Dentro de este escenario, las técnicas de relajación se presentan como una herramienta eficaz para afrontar las dificultades habituales del entorno asistencial. Su práctica contribuye a mejorar la gestión cognitiva y emocional de situaciones complejas y ayuda a reforzar el autocontrol ante el estrés.
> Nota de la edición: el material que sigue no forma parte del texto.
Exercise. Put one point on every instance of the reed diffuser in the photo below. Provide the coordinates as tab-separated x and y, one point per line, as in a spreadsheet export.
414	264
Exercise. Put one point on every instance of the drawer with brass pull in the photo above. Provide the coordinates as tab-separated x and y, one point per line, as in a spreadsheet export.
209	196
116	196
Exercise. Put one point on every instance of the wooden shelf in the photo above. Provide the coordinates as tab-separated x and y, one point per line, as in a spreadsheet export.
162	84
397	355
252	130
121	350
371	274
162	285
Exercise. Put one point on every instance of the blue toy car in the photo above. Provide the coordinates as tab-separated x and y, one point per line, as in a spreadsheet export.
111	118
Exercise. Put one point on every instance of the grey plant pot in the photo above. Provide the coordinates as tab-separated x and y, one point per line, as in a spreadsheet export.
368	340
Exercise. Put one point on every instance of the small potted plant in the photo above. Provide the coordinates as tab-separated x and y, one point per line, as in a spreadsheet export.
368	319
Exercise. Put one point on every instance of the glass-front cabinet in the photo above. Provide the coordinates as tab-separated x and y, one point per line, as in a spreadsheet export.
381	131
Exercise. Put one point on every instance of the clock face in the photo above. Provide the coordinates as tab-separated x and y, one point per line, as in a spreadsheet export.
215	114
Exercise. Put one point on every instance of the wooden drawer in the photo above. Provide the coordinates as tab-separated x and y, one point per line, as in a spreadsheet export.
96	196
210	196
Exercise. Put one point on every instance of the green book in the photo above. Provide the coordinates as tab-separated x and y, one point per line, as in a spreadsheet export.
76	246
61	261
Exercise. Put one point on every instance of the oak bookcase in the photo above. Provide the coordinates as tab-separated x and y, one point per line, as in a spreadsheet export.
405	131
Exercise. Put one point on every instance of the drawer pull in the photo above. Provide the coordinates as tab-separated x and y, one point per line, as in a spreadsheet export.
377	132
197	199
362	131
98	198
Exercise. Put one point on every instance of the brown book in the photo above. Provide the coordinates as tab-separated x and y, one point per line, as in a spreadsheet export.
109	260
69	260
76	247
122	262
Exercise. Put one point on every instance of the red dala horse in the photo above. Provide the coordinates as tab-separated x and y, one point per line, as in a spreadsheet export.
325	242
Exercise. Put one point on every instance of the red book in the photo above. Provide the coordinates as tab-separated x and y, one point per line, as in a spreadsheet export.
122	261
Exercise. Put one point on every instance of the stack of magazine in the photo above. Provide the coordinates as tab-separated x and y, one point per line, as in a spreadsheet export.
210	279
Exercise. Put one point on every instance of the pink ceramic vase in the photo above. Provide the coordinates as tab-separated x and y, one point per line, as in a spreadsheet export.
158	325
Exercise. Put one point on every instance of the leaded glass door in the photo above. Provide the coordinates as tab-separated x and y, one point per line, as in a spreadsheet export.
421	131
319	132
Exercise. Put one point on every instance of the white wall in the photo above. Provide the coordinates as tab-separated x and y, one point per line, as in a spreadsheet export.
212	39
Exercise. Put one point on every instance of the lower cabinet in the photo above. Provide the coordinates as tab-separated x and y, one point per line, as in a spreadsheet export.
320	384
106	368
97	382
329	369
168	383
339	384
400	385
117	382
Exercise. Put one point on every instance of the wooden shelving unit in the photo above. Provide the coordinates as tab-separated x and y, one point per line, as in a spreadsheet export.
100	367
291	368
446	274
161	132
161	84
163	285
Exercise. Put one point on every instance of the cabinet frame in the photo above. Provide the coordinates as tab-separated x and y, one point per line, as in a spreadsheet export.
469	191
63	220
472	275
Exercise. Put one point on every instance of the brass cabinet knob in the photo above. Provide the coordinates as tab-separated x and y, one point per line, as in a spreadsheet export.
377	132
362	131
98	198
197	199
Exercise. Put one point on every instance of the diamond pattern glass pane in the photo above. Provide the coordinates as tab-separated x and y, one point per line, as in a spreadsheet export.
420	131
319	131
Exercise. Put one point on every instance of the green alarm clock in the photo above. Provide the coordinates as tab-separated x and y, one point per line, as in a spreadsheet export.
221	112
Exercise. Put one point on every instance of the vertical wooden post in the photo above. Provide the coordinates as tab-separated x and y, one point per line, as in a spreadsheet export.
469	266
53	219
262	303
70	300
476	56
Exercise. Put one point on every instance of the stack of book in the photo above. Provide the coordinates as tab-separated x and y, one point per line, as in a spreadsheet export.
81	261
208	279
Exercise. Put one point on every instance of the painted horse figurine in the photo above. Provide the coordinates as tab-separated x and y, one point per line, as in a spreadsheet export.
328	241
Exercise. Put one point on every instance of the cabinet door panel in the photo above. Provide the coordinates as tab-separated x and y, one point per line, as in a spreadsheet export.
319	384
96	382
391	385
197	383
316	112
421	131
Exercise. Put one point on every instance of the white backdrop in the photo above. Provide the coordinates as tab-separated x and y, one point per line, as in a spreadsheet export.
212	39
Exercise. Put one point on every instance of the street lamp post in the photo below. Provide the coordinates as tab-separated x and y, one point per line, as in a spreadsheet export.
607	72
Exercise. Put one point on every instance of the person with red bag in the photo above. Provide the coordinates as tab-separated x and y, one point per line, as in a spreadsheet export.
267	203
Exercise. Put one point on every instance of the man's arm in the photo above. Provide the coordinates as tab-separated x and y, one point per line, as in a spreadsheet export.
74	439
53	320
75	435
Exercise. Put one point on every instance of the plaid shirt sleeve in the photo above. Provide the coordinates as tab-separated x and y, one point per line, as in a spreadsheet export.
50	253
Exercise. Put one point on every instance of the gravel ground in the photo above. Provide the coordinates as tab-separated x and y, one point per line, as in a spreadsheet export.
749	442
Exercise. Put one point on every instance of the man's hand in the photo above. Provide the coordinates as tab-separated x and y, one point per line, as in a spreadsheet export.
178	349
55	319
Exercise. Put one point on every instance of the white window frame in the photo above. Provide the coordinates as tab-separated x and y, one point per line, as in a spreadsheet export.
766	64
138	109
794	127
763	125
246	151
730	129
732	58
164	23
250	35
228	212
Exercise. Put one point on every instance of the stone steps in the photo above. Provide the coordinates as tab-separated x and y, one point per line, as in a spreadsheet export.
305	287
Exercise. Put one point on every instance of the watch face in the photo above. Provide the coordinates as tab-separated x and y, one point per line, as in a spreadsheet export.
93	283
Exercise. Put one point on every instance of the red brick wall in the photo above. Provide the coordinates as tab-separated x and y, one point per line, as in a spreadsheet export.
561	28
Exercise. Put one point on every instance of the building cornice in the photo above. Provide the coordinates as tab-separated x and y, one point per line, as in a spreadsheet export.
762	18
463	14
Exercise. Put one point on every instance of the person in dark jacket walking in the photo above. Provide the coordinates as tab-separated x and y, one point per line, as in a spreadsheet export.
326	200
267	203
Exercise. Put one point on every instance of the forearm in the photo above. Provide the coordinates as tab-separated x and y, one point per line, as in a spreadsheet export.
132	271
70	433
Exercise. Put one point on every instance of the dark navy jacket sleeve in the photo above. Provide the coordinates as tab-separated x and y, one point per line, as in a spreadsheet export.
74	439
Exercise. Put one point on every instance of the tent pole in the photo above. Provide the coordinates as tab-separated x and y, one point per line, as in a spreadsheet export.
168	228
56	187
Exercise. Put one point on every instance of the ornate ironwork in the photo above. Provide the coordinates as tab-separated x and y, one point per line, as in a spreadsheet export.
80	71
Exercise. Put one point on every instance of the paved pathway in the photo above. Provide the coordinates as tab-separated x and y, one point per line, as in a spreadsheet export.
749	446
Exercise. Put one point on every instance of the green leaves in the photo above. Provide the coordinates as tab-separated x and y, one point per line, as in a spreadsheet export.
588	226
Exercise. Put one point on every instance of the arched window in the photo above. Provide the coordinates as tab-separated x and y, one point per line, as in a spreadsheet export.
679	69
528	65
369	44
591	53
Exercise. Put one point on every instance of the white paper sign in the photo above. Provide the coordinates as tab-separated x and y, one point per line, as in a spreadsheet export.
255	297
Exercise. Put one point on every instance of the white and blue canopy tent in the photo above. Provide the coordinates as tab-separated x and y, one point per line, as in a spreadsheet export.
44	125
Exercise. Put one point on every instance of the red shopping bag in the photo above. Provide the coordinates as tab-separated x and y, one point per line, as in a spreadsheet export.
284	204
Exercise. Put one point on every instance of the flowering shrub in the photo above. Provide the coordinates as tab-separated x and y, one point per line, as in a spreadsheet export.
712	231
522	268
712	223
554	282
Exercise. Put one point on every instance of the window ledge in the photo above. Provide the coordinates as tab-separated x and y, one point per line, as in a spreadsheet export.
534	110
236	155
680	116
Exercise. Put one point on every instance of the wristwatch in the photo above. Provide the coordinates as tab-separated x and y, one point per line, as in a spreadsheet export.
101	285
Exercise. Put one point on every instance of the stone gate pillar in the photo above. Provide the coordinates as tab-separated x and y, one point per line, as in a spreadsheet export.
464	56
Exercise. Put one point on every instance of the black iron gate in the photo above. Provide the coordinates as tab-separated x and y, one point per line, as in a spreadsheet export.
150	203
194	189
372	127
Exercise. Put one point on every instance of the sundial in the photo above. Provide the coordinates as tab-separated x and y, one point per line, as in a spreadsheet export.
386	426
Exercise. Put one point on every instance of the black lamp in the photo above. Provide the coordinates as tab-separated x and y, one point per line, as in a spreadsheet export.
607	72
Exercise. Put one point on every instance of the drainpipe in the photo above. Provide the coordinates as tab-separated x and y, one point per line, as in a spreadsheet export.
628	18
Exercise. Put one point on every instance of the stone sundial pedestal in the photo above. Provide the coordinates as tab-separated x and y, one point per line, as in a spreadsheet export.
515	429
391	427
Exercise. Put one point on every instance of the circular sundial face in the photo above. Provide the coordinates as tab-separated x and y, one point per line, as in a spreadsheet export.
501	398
El curso reúne contenido teórico-práctico actualizado para que el alumno incorpore conocimientos, destrezas y habilidades dirigidas a afrontar situaciones estresantes. A lo largo de la formación se trabajan ejercicios de respiración, entrenamiento autógeno y la relajación progresiva de Jacobson, junto con sesiones prácticas orientadas a favorecer su aplicación.
También aborda las distintas patologías que pueden desarrollarse a partir del estrés continuo y ofrece información para reconocerlas y saber cómo hacerles frente. De este modo, el estudiante puede ampliar sus recursos para cuidar su bienestar emocional y aplicar estrategias de relajación con mayor seguridad en su actividad profesional.